Search code examples
postgresqlgoogle-bigquerydynamic-sql

BigQuery Script to replicate google cloud postgres tables to BigQuery with federated queries


I have a google cloud postgres instance and I'm trying to replicate all the tables from a schema into separate google bigquery tables with a script running federated queries that will be scheduled to run at some interval. I'm using data from information_schema since I would like the script to be able to pick newly added tables as well.
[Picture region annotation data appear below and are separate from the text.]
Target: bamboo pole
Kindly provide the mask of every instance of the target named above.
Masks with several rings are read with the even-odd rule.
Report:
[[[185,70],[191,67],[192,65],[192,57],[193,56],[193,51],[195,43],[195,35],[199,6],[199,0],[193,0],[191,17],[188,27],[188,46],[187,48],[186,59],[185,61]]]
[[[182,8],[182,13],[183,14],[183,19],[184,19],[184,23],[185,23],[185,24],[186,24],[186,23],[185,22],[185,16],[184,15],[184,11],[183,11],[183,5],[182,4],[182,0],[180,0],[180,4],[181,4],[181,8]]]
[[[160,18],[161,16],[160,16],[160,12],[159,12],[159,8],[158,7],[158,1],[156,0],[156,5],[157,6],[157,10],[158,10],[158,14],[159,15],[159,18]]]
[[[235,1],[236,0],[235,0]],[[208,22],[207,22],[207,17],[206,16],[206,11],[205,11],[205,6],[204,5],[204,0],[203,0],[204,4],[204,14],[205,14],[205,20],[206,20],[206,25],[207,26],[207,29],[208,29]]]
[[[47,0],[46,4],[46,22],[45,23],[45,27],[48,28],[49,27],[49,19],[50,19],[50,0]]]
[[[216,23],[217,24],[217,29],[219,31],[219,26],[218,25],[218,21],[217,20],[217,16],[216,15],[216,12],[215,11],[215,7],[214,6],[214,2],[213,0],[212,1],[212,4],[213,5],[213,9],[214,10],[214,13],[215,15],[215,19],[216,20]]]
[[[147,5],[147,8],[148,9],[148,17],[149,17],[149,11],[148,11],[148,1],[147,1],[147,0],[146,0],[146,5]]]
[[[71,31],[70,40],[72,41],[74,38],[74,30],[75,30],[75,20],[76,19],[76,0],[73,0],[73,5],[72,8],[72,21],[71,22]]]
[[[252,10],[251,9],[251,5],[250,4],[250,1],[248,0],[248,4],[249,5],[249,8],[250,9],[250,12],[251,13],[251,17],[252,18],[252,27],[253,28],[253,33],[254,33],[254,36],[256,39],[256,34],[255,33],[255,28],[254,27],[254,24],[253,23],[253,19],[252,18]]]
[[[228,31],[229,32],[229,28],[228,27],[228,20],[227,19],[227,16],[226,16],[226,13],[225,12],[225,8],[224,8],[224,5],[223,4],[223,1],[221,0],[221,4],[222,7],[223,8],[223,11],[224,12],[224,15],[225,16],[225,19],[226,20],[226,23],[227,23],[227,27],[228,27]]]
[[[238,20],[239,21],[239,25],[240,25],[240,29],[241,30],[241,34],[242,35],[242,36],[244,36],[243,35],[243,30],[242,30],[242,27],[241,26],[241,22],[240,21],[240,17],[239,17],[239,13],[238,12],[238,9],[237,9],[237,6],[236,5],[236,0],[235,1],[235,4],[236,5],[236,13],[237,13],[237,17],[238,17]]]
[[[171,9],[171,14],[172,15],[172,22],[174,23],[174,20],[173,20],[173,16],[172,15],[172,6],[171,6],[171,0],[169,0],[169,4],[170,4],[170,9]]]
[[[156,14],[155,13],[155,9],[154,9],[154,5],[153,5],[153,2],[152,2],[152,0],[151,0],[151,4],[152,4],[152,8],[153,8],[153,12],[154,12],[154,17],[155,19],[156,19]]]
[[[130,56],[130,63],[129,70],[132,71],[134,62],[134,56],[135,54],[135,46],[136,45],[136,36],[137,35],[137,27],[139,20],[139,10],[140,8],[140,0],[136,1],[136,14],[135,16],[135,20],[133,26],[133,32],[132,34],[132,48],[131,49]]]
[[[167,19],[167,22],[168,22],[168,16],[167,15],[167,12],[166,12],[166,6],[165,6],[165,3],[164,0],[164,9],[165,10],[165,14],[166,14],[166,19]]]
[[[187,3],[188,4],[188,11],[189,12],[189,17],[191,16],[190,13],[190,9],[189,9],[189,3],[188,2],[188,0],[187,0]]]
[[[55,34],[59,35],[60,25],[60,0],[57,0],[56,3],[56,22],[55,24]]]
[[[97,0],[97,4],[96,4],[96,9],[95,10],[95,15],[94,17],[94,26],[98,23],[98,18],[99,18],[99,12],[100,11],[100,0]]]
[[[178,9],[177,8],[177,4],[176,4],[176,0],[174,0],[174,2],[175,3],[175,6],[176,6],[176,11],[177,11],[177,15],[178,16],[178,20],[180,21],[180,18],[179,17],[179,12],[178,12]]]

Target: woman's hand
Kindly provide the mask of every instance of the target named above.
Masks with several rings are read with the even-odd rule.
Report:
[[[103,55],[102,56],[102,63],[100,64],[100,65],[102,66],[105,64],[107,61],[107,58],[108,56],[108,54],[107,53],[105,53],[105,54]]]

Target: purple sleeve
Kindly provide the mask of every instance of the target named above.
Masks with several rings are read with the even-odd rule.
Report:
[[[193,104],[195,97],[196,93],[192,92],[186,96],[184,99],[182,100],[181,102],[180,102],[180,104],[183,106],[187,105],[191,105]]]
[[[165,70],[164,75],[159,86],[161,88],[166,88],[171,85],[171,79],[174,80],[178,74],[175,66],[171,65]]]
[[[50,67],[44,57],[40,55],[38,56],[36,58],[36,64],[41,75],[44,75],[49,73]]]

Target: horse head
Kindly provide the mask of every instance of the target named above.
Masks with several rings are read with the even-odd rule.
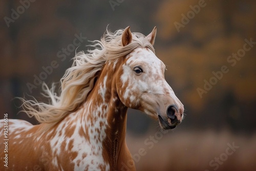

Lets say the analytics schema has 4 tables.

analytics.table1
analytics.table2
analytics.table3
analytics.table4

My example code below generates a list of all tables in the analytics schema and sets it to variable name "table_name".

DECLARE table_name ARRAY<STRING>;

SET table_name=(
SELECT * FROM EXTERNAL_QUERY("<your_connection_id>",
    "select table_schema||'.'||table_name as table_name from information_schema.tables 
        where table_schema='analytics';");
);

My intent for this script is to create four separate bigquery tables with the queries below

CREATE TABLE analytics.table1 AS
SELECT * FROM EXTERNAL_QUERY("<your_connection_id>", "SELECT * FROM analytics.table1");

CREATE TABLE analytics.table2 AS
SELECT * FROM EXTERNAL_QUERY("<your_connection_id>", "SELECT * FROM analytics.table2");

CREATE TABLE analytics.table3 AS
SELECT * FROM EXTERNAL_QUERY("<your_connection_id>", "SELECT * FROM analytics.table3");

CREATE TABLE analytics.table4 AS
SELECT * FROM EXTERNAL_QUERY("<your_connection_id>", "SELECT * FROM analytics.table4");

What is the best way to loop through my list of tables "table_name" to create these tables with separate sql statements?


Solution

  • You can try this solution:

    DECLARE TABLE_LIST ARRAY<STRING>;
    DECLARE DSQL STRING;
    DECLARE i INT64 DEFAULT 1;
    DECLARE cnt INT64 DEFAULT 0;
    SET TABLE_LIST = ARRAY(SELECT * FROM EXTERNAL_QUERY("connection-id", "SELECT table_name FROM INFORMATION_SCHEMA.TABLES WHERE TABLE_SCHEMA = 'analytics';"));
    SET cnt = ARRAY_LENGTH(TABLE_LIST);
    WHILE i <= cnt 
    DO
      SET DSQL = '"SELECT * FROM analytics.' || TABLE_LIST[ORDINAL(i)] || '"';
      EXECUTE IMMEDIATE 'CREATE TABLE analytics.' || TABLE_LIST[ORDINAL(i)] || ' AS SELECT * FROM EXTERNAL_QUERY("connection-id",' || DSQL || ');';
      SET i = i + 1;
    END WHILE;